Aims/hypothesis: We studied the incidence of postpartum diabetes after gestational diabetes mellitus and investigated biochemical and clinical predictors of postpartum diabetes.
Methods: We monitored 174 women with gestational diabetes by performing oral glucose tolerance tests during pregnancy as well as 1, 2 and 5 years postpartum. Women who developed impaired fasting glucose, impaired glucose tolerance or diabetes were compared with women who remained normoglycaemic at 5 years. Insulinogenic index, disposition index and HOMA-beta cell index were used to assess beta cell function; insulin resistance was estimated by HOMA index of insulin resistance.

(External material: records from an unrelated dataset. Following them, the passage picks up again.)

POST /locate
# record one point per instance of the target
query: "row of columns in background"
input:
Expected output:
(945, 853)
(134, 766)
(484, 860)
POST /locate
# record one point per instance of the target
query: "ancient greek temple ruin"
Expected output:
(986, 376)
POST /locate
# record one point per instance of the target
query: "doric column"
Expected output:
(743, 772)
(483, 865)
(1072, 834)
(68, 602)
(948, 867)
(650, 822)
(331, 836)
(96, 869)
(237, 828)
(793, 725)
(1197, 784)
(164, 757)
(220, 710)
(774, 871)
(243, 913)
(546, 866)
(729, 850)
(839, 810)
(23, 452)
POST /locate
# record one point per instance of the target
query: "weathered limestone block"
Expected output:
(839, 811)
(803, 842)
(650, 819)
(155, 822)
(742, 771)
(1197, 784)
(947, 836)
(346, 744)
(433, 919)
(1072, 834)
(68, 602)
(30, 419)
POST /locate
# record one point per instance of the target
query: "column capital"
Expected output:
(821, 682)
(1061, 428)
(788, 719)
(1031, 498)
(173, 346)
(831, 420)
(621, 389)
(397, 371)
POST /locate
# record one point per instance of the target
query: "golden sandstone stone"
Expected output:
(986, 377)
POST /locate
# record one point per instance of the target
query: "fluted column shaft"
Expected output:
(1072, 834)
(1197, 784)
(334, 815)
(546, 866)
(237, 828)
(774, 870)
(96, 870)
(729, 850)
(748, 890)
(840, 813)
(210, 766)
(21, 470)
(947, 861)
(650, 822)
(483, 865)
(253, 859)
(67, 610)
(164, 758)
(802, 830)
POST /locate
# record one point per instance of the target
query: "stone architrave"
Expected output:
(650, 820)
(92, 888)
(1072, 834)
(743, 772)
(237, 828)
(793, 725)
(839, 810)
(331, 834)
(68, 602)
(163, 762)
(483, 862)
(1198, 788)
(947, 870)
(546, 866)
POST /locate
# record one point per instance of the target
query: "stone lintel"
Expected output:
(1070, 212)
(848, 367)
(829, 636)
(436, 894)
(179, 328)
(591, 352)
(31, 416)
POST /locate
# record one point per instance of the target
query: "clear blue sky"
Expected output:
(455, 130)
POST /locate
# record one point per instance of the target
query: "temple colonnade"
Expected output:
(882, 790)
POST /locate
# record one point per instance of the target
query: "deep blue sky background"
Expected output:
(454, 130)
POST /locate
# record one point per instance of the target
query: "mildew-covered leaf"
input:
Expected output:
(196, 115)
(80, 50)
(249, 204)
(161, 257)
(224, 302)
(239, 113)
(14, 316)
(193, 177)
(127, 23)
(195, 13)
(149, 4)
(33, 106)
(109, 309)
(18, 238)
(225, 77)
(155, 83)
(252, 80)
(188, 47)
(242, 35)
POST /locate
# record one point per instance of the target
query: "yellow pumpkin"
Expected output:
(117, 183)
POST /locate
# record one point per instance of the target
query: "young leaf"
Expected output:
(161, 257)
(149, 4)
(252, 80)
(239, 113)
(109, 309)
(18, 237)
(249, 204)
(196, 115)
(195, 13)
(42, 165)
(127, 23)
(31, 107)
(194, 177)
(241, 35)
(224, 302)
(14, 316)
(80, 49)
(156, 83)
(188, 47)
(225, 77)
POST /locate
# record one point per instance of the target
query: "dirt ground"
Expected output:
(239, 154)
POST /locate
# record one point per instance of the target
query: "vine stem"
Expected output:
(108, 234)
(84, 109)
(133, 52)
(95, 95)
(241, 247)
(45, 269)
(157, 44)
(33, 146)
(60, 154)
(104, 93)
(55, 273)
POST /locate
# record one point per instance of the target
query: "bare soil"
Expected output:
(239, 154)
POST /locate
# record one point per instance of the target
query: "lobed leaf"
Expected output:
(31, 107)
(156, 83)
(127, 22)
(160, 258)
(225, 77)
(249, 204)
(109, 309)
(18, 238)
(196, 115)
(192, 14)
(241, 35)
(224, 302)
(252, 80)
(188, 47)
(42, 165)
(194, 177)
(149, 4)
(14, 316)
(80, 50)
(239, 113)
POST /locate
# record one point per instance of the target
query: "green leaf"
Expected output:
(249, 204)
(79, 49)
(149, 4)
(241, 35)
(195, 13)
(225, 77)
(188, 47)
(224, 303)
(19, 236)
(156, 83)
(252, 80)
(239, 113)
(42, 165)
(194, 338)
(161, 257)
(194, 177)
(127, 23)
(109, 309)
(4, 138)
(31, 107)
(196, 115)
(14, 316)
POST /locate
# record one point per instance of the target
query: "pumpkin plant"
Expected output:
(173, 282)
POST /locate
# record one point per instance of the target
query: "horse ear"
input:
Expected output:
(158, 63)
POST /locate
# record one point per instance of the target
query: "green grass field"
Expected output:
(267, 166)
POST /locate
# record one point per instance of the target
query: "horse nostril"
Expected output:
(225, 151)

Results: At 5 years postpartum, 30% of the women had developed diabetes and 51% some form of abnormal glucose tolerance. Women who developed diabetes had higher fasting glucose and HbA(1c) during pregnancy than those who remained normoglycaemic. They also had lower HOMA-beta cell index, insulinogenic index and disposition index than the normoglycaemic women. HbA(1c) and fasting glucose during pregnancy as well as the number of previous pregnancies and family history of diabetes were independent predictors of postpartum diabetes. HbA(1c) > or =4.7% (Swedish Mono S) or > or =5.7% (National Glycohemoglobin Standardization Program) and fasting blood glucose > or =5.2 mmol/l were associated with a four- to sixfold increased risk.
Conclusions/interpretation: Among women with gestational diabetes mellitus, those at risk of future diabetes can be identified by HbA(1c) and fasting glucose values in the upper normal range during pregnancy. A family history of diabetes and previous pregnancies further increase this risk.